The __package__ attribute can be set to allow directly executing a python script that is also part of a module (e.g. uses relative imports). Without __package__, one can only run it as python3 -m parent.child.script but with __package__ = 'child', one can also run more easily as python3 script.py.

From PEP 366:

When the main module is specified by its filename, then the package attribute will be set to None. To allow relative imports when the module is executed directly, boilerplate similar to the following would be needed before the first relative import statement:

if __name__ == "__main__" and __package__ is None:
    __package__ = "expected.package.name"

Note that this boilerplate is sufficient only if the top level package is already accessible via sys.path. Additional code that manipulates sys.path would be needed in order for direct execution to work without the top level package already being importable.

I'm trying to move this boilerplate into a library that each script can import. I already have code available to import the package, resulting in this boilerplate snippet:

import pathlib, imptools
if __name__ == '__main__' and __package__ == None:
  __package__ = pathlib.Path(__file__).parent.name
  imptools.import_from_path(__package__, '..')

Now I would like to simplify this to the following, which requires setting __package__ for the script from within the library rather than the script itself.

import relative_import
relative_import.enable()

I know how to find out what script file the library function is called from. This can be done via inspect:

import inspect
for info in inspect.stack():
  if info.filename == __file__:
    continue
  break
script = info.filename

The only problem left is, how can I set __package__ of the script module from within the library?
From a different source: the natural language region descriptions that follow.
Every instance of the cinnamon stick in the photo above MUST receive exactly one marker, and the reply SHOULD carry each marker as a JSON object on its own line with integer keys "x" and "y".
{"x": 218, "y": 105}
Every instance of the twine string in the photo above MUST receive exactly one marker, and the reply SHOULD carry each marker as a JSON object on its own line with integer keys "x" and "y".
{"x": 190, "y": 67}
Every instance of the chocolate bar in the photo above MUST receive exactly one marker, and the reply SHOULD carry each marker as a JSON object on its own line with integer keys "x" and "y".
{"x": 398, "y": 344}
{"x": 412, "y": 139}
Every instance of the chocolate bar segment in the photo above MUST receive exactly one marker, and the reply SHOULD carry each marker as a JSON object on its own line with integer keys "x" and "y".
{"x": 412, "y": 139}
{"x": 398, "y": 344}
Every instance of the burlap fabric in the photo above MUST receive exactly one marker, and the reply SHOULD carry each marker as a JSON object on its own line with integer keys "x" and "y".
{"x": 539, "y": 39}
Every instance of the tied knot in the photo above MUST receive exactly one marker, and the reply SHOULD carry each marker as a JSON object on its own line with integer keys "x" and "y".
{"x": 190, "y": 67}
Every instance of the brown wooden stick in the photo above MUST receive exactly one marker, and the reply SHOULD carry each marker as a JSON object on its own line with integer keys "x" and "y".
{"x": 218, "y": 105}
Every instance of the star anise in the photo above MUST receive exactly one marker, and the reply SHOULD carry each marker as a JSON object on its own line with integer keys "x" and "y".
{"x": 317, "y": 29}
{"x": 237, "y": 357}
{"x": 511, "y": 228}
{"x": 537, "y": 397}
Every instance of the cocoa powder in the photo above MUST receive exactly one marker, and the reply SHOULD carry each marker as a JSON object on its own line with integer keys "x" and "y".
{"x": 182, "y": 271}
CodePudding user response:

You're trying to do something very finicky here, but this part, at least, is easy. The script module is always __main__. You can just import __main__ and set __main__.__package__.

CodePudding user response:

I've created the imptools package to easily enable relative imports for scripts inside modules:

import imptools  # pip3 install imptools

imptools.enable_relative()

# Relative imports...

The script can be run either as python3 -m module.script or as python3 script.py from any directory.